Wednesday, January 6, 2016

Literary Mastication




One thing leads to another.  I had the occasion in my last post to mention the ancient grammarian Macrobius in his capacity as “dream expert”.  Having piqued my own curiosity, I was led, later in the week, to take from its shelf the first volume of his Saturnalia, a volume I last touched probably twenty years ago when I was binding it.  I didn’t get all that far with it before wandering off into this week’s effort.

A point very much in Macrobius’s favor, so far as I am concerned, is that he dedicated both of his surviving books to his son Eustachius.  The preface to the Saturnalia begins with the statement that of all natural affections none is stronger than the love of a parent for a child.  For this reason, he continues, there is no greater satisfaction or distress to be found than that of the success or failure in educating one’s offspring.  I thought: how true!  I myself have had the satisfaction of dedicating a book to each of my children.

He then offers a number of similes for the literary endeavor he proposes.  The Saturnalia is a huge compendium or anthology of history, folklore, legend, and theology having to do with the major winter festival of the Roman Saturnalia, sometimes described as the “pagan Christmas”.  It is a kind of omnium gatherum of a book, and Macrobius searches for the right images to stress its synthetic character.  Like a bee that flits about among many different flowers but distills their sweetness into the unity of the honey comb, the author has gone from book to book in search of what he needs.  He is like the expert maker of perfumes who mixes a variety of desirable aromas to create a unique perfume singular in its pleasing odor.  But to me his most striking image is of alimentary digestion.  The different foods that we eat are transformed within the stomach to a single nourishment of the blood.  Idem in his quibus aluntur ingenia praestemus.  “Let us apply these things to the means by which the mental powers are nourished”.

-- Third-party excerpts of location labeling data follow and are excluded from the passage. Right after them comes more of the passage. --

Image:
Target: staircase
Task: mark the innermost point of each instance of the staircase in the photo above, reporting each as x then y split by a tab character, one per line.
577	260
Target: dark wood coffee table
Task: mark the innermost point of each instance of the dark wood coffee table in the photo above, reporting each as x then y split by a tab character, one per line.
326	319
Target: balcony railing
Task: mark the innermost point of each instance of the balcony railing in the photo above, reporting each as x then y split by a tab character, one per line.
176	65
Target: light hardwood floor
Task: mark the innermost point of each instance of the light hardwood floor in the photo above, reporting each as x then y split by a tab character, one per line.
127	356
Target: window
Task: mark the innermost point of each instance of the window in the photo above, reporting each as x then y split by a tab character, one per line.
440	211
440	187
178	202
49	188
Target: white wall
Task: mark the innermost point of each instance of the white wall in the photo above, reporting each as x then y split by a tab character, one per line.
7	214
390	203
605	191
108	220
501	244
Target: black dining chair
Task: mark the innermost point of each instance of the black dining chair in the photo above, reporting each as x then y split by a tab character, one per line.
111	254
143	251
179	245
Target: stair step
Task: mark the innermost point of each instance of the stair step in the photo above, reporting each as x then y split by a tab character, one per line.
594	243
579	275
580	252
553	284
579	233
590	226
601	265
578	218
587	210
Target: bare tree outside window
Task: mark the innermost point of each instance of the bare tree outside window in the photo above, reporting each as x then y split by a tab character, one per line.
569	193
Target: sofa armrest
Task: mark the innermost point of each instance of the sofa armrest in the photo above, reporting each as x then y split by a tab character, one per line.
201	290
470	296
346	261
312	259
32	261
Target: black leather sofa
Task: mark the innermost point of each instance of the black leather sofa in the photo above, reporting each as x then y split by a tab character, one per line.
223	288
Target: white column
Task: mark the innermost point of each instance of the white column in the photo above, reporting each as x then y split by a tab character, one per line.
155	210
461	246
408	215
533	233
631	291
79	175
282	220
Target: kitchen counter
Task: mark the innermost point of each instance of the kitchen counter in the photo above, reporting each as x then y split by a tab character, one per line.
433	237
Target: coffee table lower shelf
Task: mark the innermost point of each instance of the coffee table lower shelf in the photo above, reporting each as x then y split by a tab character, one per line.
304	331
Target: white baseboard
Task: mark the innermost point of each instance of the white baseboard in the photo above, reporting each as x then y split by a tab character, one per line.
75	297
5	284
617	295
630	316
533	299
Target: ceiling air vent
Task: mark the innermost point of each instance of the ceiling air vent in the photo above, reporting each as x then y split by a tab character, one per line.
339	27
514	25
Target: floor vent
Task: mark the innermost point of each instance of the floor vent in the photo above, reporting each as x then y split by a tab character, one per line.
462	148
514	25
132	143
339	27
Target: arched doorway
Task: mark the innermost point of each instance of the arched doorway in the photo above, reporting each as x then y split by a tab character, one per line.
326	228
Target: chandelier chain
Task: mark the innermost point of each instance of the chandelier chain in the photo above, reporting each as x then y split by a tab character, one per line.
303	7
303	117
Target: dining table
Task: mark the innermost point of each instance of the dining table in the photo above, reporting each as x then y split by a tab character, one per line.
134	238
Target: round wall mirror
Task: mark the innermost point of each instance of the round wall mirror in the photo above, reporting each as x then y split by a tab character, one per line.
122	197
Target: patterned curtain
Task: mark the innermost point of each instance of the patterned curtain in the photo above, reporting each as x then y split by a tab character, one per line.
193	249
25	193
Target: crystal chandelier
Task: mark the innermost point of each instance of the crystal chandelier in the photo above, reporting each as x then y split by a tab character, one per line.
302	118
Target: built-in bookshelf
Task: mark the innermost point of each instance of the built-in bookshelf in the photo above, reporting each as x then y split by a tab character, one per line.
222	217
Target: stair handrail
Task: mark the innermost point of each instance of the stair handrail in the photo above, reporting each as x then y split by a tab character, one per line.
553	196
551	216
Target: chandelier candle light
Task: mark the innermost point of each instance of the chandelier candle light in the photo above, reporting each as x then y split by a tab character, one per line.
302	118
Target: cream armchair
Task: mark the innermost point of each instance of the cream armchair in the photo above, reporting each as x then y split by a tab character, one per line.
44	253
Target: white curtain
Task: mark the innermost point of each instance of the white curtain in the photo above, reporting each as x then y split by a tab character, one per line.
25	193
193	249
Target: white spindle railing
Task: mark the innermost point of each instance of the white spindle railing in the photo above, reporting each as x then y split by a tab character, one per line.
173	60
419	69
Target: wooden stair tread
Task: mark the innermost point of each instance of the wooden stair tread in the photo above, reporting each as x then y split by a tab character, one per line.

You are what you eat.  But everyone who aspires to a greater than vegetable life—meaning, I presume, everyone—must surely be aware that you are no less what you absorb culturally, what you read, what you watch, and what you listen to.  That’s why I try to kid myself that when I take time out to read a “true crime” or watch a bad free Neflix movie I am indulging myself with an aberrant  “mind candy”, far different from my normal, sterner mental diet of steel cut oats or a liver casserole as full of iron as the utensil in which it comes from the oven.
 
First poem in the English language

The “digestion” of literary texts has in our old culture a particular association with the text of the Bible.  Jesus, sorely hungered at the end of a long and unbroken fast, is tempted by the devil to use his extraordinary powers to break his fast by turning the stones of the desert into loaves of bread; but Jesus rebukes him thus: “Scripture says that ‘Man cannot live on bread alone; he lives on every word that God utters’.”  It was for this reason that in the medieval monastic tradition the repetitious and meditative reading of Scripture known as the lectio divina was often described as rumination—literally, a chewing of the cud.  Our wonderful tradition of English poetry had its origin in such an instance of spiritual alimentation.  We know this from the lovely story of the poet Caedmon preserved for us by the Venerable Bede.  Caedmon was an illiterate cowherd in the coeducational monastery at Whitby presided over by the Abbess Hilda (614–680).  One night at a beer party with his fellow boors he was embarrassed by his inability to take his turn with the harp and compose an extemporaneous song.  He retired to his bovine billet in confusion.  But an angel there appeared to him and ordered him to sing something, and he complied: Nu sculon herian heofonrices weard...“Now let us praise the guardian of the heavenly kingdom”, the short hymn that is the first known poem in the English language.  Angels don’t commission all that much poetry, and word got around.   Waiving his illiteracy, Hilda immediately nominated Caedmon to monkhood and appointed him as the first poet in residence in the history of Whitby Abbey.  One of the brothers would read him something from the Bible; he would think for a while about what he had heard; then he would turn it into Old English alliterative verse.
the ruins of Whitby Abbey

Bede’s beautiful account deserves quoting at length: “And Caedmon was able to learn all that he heard, and, keeping it all in mind, just as a clean animal chewing cud, turned it into the sweetest song. And his songs and his poems were so beautiful to hear, that his teachers themselves wrote and learned at his mouth. He sang first about the creation of the world and about the origin of mankind and all of the history of Genesis--that is the first book of Moses--and afterwards about the exodus of the Israeli people from the land of Egypt and their entry into the promised land; and about many other stories of the holy writ of the books of the canon...”  If the Bible bothers you, you can begin your spiritual mastication on something a little easier—King Lear, perhaps, or Conrad’s Lord Jim.  Winnie the Pooh is also excellent.  One must creep before one walks.